WILKES, Charles (1798-1877). Map of the Oregon Territory by the U.S. Ex. Ex. Charles Wilkes Esqr. Commander. 1841. N.Y. J.H. Young & Sherman & Smith, 1845
Single sheet (38 x 25 4/8 inches, full margins showing the plate mark; 22 6/8 x 34 6/8 inches to the neat line). A magnificent map with an inset of the "Columbia River Reduced from a Survey Made by the U.S. Ex. Ex. 1841" showing the area of Oregon Territory as claimed by the United States, extending well north of Vancouver, west from the Black Hills, north to just above the fifty-third parallel, and south to Cape Mendocino (washed).
Issue for publication in the Atlas volume of the rare first quarto issue of Wilkes' "Narrative of the United States Exploring Expedition. During the years 1838, 1839, 1840, 1841, 1842". Philadelphia, 1845, Haskell 16, with the imprint of J.H. Young & Sherman & Smith of New York. One of 100 copies printed of which 25 were destroyed by fire.
This is the "first official [U.S.] chart of any portion of the West Coast and covers the coast from Cape Mendocino to Queen Charlotte Islands.... The inset of the Columbia River includes geography extending as far as Walla Walla. It is a handsome map printed on imported paper from copperplates purchased in France from the Depot de la Marine. The engravers themselves were European craftsmen who not only executed the work, but also trained the American apprentices, including the artist James McNeill Whistler, who served as an engraver on the Coast Survey and learned his craft from those who engraved the Wilkes charts" (Cohen, Mapping the West, pp. 120-122).

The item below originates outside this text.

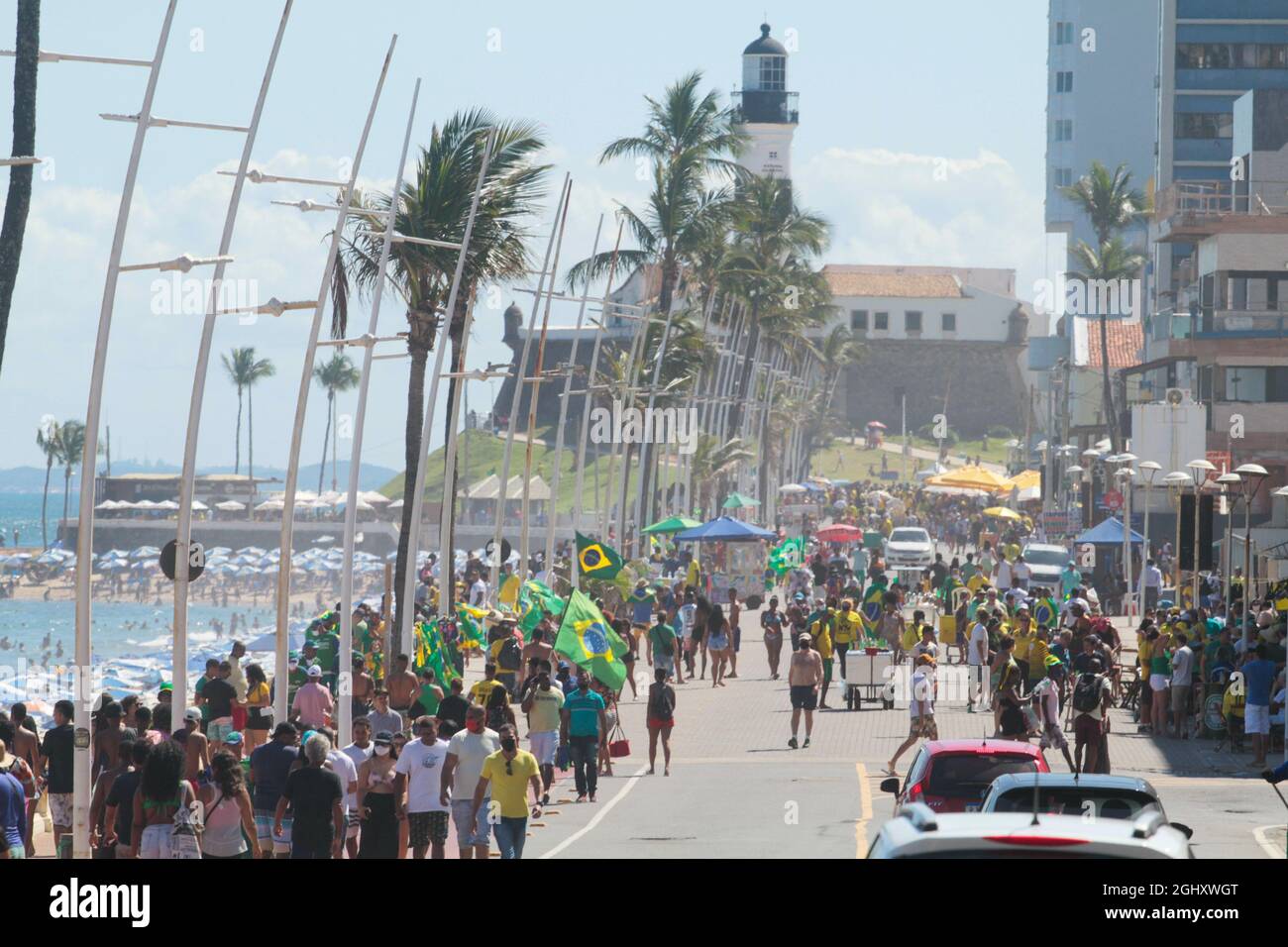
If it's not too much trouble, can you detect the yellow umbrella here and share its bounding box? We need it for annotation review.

Wilke's celebrated circumnavigation explored extensively the coast of South America, the South Seas, Antarctica, California and the Northwest. Departing in August 1838, Wilkes rounded Cape Horn; crossed the Pacific surveying, charting, and exploring the Tuamotus, Tahiti, and Samoa; and reached Sydney, Australia, in November 1839. His ships probed Antarctic waters, cruising 1,500 miles along an unbroken ice shelf; then sailed via New Zealand and Tonga, reaching Fiji in May 1840. In September 1840 Wilkes reached Hawaii, and arrived off the Oregon coast in April 1841, "Wilkes found the mouth of the Columbia a difficult and dangerous harbor. He recommended emphatically in his reports that Puget Sound and the Straits of Juan de Fuca be retained in the ongoing border negotiations between the United States and Britain. In California, describing the potential for a large commercial harbor in San Francisco Bay, he emphasized the lack of Mexican government control of the area. The expedition left San Francisco on 1 November 1841, crossing the Pacific again via Hawaii, Manila, and Singapore to Cape Town. Charting, surveying, and scientific studies were conducted along the route. The voyage ended in New York in June 1842" (Roberta A. Sprague for ANB). For the entire work, see: Cowan I, pp. 248-249n. Cowan II, p. 683. Dorothy Sloan High Spots of Texas, the West, Mexico & the Borderlands-Badu House, Llano, Texas-10/26/2007 lot 8. Ferguson, Australia 4209. Forbes, Hawaiian National Bibliography 1573. Hill (II) #1866. Howes W414. Rosove, Antarctica 353. Streeter Sale 3324.